À la cour du Roi Soleil, la musique occupait une place prépondérante et même politique. Ce concert rend hommage à ce brillant esprit de cour et aux talentueux clavecinistes, flûtistes, luthistes, violonistes et gambistes qui s’y illustraient. 

Compositeur majeur de cette époque, François Couperin, dont l’un des recueils, marqua véritablement l’histoire de la musique notamment avec le recueil de ses Concerts Royaux. Ces pièces furent exécutées lors des petits Concerts de chambre au cours desquels Louis xiv faisait venir presque tous les dimanches de l’année les plus prestigieux musiciens du temps. Il faut donc imaginer ceux-ci jouant dans l’intimité du roi, en présence de Mme de Maintenon et de quelques rares courtisans. À l’audition de l’une de ces courantes ou de ces menuets, le vieux monarque devait sans doute retrouver ce qui avait été un des plaisirs essentiels de sa jeunesse. 

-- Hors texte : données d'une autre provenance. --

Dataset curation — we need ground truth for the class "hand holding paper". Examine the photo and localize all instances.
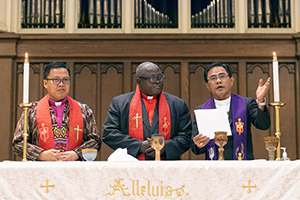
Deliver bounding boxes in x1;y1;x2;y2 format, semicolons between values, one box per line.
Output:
193;133;210;148
194;109;232;139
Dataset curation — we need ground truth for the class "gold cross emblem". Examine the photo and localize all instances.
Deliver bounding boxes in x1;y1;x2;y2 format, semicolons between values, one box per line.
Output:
242;179;257;194
133;113;142;128
74;124;82;141
40;179;55;194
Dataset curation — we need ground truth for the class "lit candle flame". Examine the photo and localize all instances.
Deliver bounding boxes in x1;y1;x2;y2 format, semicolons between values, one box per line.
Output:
24;52;29;63
273;52;277;61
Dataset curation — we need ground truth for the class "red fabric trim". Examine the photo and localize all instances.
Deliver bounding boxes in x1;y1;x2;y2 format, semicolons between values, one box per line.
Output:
142;93;157;126
129;85;171;160
36;94;83;151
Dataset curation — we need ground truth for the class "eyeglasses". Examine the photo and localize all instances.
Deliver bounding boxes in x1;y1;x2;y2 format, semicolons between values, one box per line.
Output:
208;73;228;82
138;76;166;83
46;78;71;85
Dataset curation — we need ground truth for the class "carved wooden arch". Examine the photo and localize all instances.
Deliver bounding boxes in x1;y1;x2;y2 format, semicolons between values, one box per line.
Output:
158;63;180;74
17;63;40;74
189;63;209;74
74;63;97;74
246;63;270;74
279;63;296;74
100;63;123;74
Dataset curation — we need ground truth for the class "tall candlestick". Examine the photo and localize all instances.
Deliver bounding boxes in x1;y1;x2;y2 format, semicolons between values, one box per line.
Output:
273;52;280;102
23;53;29;103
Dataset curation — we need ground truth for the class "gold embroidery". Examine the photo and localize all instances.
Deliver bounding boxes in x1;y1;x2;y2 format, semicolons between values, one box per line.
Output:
242;179;257;194
40;179;55;194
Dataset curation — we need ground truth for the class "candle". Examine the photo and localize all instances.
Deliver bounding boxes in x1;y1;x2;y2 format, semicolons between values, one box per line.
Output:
23;53;29;103
273;52;280;102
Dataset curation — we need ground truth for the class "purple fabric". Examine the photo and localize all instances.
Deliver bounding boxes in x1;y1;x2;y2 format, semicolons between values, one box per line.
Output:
201;94;247;160
49;98;67;129
201;97;217;160
231;94;247;160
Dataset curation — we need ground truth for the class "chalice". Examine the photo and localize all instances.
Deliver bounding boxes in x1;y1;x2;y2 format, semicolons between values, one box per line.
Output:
214;131;228;161
264;136;278;160
150;134;165;161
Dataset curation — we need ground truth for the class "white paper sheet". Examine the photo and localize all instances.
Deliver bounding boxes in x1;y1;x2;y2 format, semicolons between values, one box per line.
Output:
194;109;232;139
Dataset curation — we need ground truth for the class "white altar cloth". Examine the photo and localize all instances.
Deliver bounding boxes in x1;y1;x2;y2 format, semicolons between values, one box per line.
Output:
0;160;300;200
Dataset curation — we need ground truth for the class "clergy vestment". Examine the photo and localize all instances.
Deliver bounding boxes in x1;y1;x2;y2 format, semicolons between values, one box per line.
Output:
192;95;271;160
12;95;101;160
103;92;192;160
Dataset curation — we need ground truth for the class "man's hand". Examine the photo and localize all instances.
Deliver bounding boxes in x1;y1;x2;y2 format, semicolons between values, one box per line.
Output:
58;151;78;161
256;77;271;111
37;149;60;161
193;133;210;149
139;138;151;153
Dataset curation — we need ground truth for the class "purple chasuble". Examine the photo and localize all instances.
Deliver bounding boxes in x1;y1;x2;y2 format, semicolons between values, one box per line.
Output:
49;98;69;152
201;94;247;160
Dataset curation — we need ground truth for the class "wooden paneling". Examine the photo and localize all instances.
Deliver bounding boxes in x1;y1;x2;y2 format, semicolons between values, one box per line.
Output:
0;33;300;161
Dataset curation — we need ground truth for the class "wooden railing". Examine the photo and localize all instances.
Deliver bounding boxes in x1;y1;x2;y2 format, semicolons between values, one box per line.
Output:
21;0;66;28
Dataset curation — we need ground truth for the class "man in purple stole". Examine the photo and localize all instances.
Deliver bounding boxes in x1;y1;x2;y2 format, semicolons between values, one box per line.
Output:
192;62;271;160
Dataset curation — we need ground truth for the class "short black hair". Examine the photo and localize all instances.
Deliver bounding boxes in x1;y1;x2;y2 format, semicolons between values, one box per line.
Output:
44;61;71;79
204;62;232;83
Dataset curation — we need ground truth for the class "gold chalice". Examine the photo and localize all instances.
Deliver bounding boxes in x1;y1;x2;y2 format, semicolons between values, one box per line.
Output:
214;131;228;161
150;134;165;161
264;136;278;160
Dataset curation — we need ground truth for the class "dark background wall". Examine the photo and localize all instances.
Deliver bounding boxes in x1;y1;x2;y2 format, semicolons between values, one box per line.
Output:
0;33;300;161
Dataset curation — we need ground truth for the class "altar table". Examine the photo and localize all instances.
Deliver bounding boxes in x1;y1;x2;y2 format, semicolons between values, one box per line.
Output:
0;160;300;200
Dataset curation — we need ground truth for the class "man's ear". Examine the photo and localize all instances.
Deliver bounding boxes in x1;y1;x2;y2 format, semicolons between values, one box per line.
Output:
43;79;47;89
230;76;234;87
205;83;210;92
136;78;141;86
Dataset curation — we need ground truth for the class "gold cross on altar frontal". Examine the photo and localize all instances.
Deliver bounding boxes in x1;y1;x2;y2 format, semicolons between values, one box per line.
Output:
40;179;55;194
74;124;82;141
242;179;257;194
133;113;142;129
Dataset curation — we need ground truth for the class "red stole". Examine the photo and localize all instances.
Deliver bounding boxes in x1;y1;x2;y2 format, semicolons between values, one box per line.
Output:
129;85;171;160
36;94;83;151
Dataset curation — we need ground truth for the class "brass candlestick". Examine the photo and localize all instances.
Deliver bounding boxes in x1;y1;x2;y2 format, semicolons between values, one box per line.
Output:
19;103;31;162
150;134;165;161
270;102;285;161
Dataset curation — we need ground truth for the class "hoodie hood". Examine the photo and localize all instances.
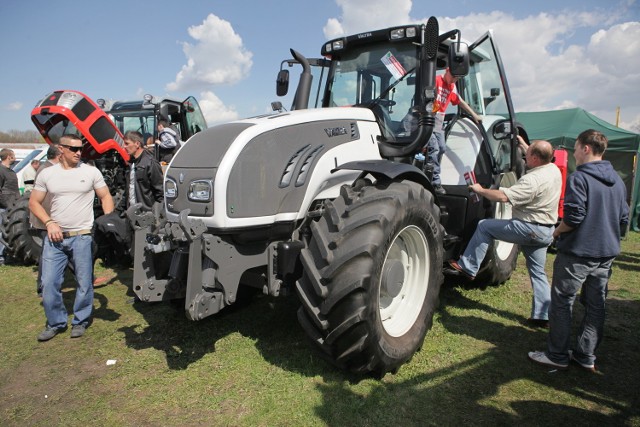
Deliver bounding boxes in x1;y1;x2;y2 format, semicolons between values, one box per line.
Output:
576;160;618;187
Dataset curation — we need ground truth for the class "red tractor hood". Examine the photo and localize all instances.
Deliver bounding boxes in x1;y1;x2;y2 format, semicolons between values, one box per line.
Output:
31;90;129;161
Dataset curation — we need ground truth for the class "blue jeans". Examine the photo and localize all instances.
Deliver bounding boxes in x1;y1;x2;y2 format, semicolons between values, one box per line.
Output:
547;253;614;365
427;130;447;185
40;234;93;328
458;219;554;320
0;208;7;260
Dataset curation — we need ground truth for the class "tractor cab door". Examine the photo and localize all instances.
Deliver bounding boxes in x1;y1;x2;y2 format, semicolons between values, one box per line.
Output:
181;96;207;141
463;31;522;177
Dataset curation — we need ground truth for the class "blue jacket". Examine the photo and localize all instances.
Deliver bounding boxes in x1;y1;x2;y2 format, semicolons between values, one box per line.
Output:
557;160;629;258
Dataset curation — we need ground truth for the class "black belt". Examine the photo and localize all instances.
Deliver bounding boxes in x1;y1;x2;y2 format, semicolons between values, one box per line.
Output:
529;222;556;227
62;230;91;239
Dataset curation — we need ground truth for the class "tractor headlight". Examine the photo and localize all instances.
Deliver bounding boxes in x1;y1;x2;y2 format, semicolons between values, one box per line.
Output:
187;179;213;202
164;178;178;199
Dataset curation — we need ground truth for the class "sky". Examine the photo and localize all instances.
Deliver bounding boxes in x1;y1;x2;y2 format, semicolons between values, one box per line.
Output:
0;0;640;132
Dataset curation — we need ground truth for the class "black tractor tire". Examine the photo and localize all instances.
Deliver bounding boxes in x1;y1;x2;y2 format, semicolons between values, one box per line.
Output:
474;203;519;286
296;180;444;376
2;193;42;265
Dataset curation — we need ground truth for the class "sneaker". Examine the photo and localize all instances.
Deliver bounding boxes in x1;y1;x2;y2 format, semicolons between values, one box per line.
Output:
71;323;87;338
529;351;569;369
525;319;549;329
445;259;476;280
433;184;447;195
569;350;596;372
38;325;67;341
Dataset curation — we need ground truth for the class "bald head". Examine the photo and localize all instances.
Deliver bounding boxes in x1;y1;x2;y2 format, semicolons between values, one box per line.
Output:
529;140;553;165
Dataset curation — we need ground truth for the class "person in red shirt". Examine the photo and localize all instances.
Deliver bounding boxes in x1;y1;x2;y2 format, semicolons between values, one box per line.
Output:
427;68;482;194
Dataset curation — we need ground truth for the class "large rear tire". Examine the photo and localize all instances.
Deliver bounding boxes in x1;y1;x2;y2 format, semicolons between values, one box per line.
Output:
296;181;443;375
2;193;42;265
475;202;519;286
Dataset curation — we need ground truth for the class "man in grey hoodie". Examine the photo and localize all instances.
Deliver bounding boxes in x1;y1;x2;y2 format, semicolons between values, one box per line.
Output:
529;129;629;371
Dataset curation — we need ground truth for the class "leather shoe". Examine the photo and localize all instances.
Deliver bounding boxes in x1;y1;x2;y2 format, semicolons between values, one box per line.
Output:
526;318;549;329
528;351;569;370
71;323;87;338
445;259;476;280
38;325;67;342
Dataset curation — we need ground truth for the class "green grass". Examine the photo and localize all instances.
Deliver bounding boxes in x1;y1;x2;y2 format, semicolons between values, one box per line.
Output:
0;233;640;426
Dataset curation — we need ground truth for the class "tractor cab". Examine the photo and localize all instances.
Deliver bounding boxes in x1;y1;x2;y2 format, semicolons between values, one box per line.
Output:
97;94;207;149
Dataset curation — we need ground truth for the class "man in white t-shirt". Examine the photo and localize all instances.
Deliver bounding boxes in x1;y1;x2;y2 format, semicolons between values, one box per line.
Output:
29;135;113;341
449;136;562;327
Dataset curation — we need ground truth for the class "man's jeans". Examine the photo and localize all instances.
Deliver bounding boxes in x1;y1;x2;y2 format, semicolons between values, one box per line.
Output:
0;208;7;261
427;131;447;185
458;219;554;320
41;234;93;328
547;253;615;365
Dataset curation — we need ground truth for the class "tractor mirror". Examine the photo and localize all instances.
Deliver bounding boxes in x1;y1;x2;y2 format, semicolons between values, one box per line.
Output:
276;70;289;96
493;120;512;141
449;42;469;77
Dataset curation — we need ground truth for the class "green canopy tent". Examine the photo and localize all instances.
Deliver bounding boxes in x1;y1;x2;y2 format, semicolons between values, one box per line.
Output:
517;108;640;231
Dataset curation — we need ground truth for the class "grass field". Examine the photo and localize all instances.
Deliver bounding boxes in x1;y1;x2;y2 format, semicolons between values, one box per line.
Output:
0;233;640;426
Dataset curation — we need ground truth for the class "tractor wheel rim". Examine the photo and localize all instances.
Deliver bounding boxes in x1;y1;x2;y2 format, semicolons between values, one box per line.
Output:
378;225;430;337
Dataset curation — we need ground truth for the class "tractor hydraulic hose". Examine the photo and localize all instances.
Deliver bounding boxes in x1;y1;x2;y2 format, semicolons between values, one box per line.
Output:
380;16;440;162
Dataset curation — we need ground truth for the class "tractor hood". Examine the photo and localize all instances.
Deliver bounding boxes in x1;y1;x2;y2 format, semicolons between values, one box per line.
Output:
165;108;381;230
31;90;129;161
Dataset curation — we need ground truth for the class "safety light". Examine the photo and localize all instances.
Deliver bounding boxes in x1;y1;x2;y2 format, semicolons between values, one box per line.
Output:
188;179;213;202
164;178;178;199
391;28;404;40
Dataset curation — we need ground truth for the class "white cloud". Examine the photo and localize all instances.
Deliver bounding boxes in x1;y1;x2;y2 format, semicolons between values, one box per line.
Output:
5;102;24;111
166;14;253;93
198;91;239;126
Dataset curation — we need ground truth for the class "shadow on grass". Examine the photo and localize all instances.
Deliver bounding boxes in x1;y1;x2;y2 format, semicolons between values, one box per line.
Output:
316;289;640;426
119;288;336;378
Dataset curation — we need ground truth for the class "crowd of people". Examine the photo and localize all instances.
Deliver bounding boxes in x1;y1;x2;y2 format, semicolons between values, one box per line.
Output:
0;123;629;371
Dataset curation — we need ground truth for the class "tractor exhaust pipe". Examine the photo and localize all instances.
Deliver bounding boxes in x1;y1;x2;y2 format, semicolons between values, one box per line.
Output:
380;16;440;163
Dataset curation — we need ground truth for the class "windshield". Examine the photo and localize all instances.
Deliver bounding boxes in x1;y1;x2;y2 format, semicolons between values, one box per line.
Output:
110;110;157;141
326;42;418;135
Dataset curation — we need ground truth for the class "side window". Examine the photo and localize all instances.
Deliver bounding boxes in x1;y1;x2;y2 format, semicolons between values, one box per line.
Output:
463;33;515;171
181;96;207;139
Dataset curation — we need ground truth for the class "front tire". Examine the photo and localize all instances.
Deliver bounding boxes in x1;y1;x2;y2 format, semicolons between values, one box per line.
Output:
475;202;519;286
2;193;42;265
296;181;443;375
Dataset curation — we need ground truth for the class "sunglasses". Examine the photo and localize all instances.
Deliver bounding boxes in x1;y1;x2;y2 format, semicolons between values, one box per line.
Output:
58;144;84;153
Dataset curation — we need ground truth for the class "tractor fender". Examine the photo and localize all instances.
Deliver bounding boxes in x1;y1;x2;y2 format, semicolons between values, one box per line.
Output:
334;159;436;194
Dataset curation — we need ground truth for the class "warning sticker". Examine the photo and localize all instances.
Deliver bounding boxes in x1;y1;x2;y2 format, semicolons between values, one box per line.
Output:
381;52;407;80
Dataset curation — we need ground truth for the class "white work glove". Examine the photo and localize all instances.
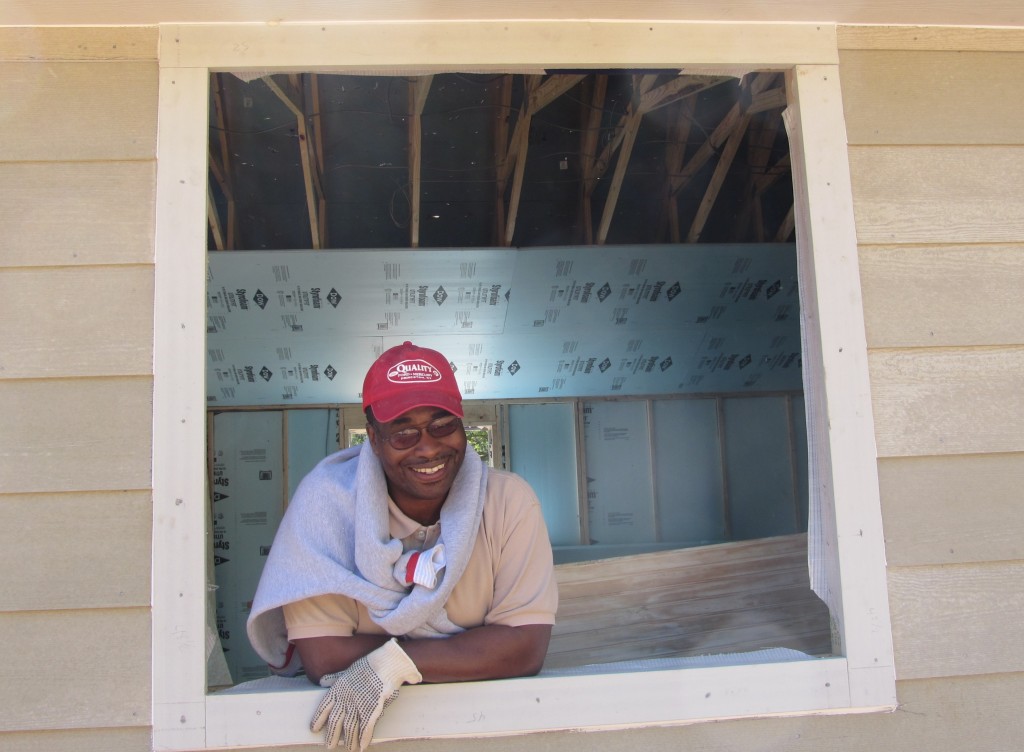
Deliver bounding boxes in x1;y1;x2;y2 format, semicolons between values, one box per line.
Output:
394;543;447;590
309;638;423;752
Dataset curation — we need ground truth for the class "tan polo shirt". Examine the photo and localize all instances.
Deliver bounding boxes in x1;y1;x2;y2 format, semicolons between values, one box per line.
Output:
284;469;558;639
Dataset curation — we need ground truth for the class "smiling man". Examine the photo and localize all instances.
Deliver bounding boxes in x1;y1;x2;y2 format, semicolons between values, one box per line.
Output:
249;342;558;750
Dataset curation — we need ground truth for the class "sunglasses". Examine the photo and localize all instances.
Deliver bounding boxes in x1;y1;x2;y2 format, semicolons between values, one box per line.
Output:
381;415;462;451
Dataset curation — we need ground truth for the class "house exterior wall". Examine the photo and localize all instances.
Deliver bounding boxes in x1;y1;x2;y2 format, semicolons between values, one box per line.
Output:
0;8;1024;752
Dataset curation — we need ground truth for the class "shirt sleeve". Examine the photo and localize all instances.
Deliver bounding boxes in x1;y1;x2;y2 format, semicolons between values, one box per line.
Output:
283;595;359;640
484;472;558;627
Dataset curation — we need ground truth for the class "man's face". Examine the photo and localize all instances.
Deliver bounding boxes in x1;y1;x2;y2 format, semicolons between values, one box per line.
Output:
367;407;466;523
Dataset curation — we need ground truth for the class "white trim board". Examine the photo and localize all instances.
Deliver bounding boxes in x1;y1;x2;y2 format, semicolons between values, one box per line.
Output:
153;20;896;749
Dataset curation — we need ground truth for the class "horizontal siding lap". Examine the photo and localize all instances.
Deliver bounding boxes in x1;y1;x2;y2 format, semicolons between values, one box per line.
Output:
0;160;157;266
0;27;158;62
0;608;152;741
879;453;1024;567
889;561;1024;679
868;347;1024;457
859;245;1024;347
0;377;153;493
840;50;1024;145
0;491;153;611
0;266;153;379
0;61;158;162
850;145;1024;245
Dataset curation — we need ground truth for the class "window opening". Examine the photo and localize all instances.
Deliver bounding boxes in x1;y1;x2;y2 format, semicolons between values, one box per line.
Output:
154;22;895;749
208;71;806;678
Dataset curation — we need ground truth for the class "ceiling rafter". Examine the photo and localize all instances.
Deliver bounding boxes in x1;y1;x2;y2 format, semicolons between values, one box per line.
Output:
658;96;697;243
594;74;657;246
580;74;608;245
594;74;728;245
735;74;790;243
264;74;324;250
207;74;238;251
499;74;584;247
494;75;512;245
409;76;434;248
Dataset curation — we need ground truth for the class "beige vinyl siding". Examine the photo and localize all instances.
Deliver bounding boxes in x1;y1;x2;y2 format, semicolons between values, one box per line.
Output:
0;29;157;752
839;28;1024;729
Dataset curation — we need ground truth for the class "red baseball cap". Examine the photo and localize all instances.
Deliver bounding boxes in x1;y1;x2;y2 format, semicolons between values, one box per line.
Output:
362;342;463;423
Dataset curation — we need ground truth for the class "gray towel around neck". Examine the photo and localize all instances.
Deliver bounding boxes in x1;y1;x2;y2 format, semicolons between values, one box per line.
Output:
247;445;487;673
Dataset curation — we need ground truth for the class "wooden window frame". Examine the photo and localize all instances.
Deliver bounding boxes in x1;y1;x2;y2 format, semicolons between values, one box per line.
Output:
153;20;896;749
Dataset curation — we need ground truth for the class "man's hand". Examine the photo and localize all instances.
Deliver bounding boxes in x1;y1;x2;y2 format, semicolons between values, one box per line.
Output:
309;639;423;752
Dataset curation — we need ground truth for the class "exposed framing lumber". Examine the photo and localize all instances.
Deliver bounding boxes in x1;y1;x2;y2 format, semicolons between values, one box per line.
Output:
735;74;790;243
686;106;753;243
594;75;655;246
309;73;329;246
207;74;238;251
263;75;324;250
494;75;512;245
502;74;584;247
580;74;608;245
409;76;434;248
659;96;696;243
594;75;728;245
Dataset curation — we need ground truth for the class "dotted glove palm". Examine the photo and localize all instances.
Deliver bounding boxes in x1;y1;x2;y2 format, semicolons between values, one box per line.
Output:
309;638;423;752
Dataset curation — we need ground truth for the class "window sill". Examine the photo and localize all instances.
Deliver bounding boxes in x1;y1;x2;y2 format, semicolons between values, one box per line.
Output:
199;652;880;748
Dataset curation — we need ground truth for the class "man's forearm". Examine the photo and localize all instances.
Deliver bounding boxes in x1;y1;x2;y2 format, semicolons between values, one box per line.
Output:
295;624;551;683
401;624;551;682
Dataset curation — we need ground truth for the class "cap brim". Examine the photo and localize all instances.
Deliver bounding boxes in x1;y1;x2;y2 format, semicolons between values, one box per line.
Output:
370;389;464;423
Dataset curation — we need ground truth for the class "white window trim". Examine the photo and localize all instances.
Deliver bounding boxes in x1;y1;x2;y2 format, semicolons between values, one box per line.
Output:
153;20;896;749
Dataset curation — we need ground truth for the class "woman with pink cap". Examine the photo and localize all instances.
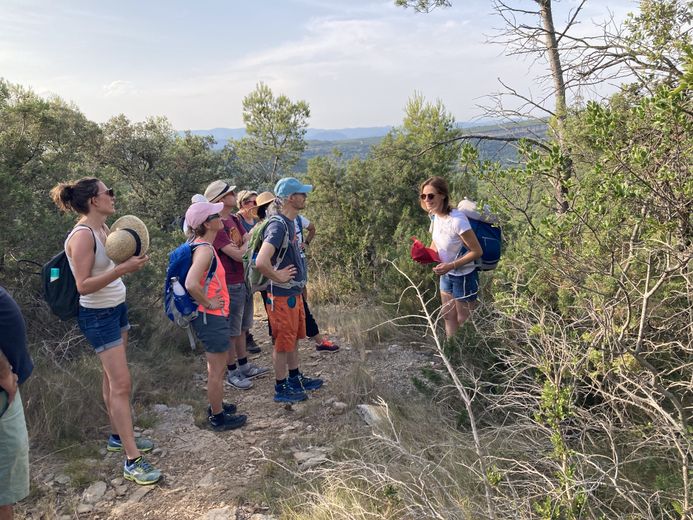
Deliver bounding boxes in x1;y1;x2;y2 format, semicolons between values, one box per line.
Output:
185;202;247;431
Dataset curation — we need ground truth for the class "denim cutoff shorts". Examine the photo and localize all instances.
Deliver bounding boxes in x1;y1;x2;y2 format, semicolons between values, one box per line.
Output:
78;302;130;354
227;283;253;336
440;271;479;302
190;312;231;354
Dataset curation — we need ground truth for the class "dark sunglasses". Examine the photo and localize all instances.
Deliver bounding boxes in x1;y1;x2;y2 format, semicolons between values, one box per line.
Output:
94;188;115;197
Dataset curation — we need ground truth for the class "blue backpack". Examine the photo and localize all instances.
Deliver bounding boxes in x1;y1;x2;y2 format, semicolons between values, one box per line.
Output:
164;242;217;349
457;199;503;271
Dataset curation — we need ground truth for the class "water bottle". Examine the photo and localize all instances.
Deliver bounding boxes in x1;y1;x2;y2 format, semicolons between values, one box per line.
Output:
171;276;185;296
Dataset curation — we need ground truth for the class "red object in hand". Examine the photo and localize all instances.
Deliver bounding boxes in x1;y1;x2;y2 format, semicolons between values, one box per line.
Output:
411;237;440;264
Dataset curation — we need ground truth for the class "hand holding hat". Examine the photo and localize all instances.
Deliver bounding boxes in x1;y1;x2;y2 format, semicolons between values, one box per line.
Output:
411;237;440;264
106;215;149;264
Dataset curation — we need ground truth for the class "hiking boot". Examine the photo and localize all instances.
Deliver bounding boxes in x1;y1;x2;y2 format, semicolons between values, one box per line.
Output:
226;369;253;390
245;333;262;354
207;403;236;416
123;457;161;486
207;411;248;432
288;372;323;391
274;381;308;403
315;339;339;352
106;435;154;453
238;363;269;379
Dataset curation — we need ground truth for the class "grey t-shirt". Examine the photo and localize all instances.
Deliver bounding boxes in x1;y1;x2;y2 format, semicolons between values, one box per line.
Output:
262;215;306;296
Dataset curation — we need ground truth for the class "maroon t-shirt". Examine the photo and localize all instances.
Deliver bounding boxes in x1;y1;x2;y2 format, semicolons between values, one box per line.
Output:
214;215;246;285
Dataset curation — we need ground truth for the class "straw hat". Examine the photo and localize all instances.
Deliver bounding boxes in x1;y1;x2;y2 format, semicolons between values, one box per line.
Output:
106;215;149;264
205;181;236;202
255;191;277;206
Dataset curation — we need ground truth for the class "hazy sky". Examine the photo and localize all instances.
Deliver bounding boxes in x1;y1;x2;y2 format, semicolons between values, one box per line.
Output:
0;0;636;129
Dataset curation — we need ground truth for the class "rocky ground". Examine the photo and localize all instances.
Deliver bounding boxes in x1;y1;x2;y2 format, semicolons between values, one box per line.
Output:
17;314;437;520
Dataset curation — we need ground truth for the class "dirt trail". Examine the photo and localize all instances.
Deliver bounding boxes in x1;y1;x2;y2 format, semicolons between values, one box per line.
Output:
18;314;433;520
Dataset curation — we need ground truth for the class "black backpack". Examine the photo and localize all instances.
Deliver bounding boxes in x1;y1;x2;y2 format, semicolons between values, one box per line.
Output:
41;225;96;321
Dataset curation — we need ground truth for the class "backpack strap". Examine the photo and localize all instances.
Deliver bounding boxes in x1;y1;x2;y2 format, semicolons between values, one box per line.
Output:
65;224;96;254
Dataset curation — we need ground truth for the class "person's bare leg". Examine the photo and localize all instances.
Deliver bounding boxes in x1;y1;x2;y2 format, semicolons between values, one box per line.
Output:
440;291;460;338
207;352;228;414
99;346;140;459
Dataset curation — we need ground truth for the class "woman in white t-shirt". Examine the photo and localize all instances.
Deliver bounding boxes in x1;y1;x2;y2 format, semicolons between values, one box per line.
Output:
419;177;482;338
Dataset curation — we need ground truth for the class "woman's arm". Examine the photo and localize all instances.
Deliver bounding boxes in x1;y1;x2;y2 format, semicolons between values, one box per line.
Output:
67;228;149;295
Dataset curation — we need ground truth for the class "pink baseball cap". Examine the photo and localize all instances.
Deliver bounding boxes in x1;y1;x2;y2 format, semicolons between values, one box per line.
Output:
185;202;224;229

Élisabeth Jacquet de la Guerre, fut quant à elle une véritable enfant prodige issue d’une famille parisienne de musiciens et de facteurs d’instruments. Elle fut présentée à Louis xiv dès son plus jeune âge et était l’une des rares femmes, au même titre que Madame de Sévigné ou Madeleine de Scudéry, a pouvoir s’enorgueillir d’une solide réputation, à la fois artistiquement et intellectuellement, au sein de la société Parisienne du xviie siècle. Elle fut en outre l’une des toutes premières à composer des sonates, genre influencé par une Italie de plus en plus présente en France, dont François Couperin mêla les styles pour atteindre les fameux « goûts réunis ». À la suite de sa première sonate du recueil de 1707, on aura également un aperçu de sa pratique du « prélude » au clavecin. Conçues à l’origine comme de courtes improvisations pour vérifier l’accord de l’instrument et pour introduire aux compositions plus rigoureuses, ces pièces tentent de fixer sur la partition l’art éphémère de la spontanéité sans mesure et magnifient une expression mélancolique, à fleur de peau, caractéristique de cette école qui suscitait l’admiration de toute l’Europe.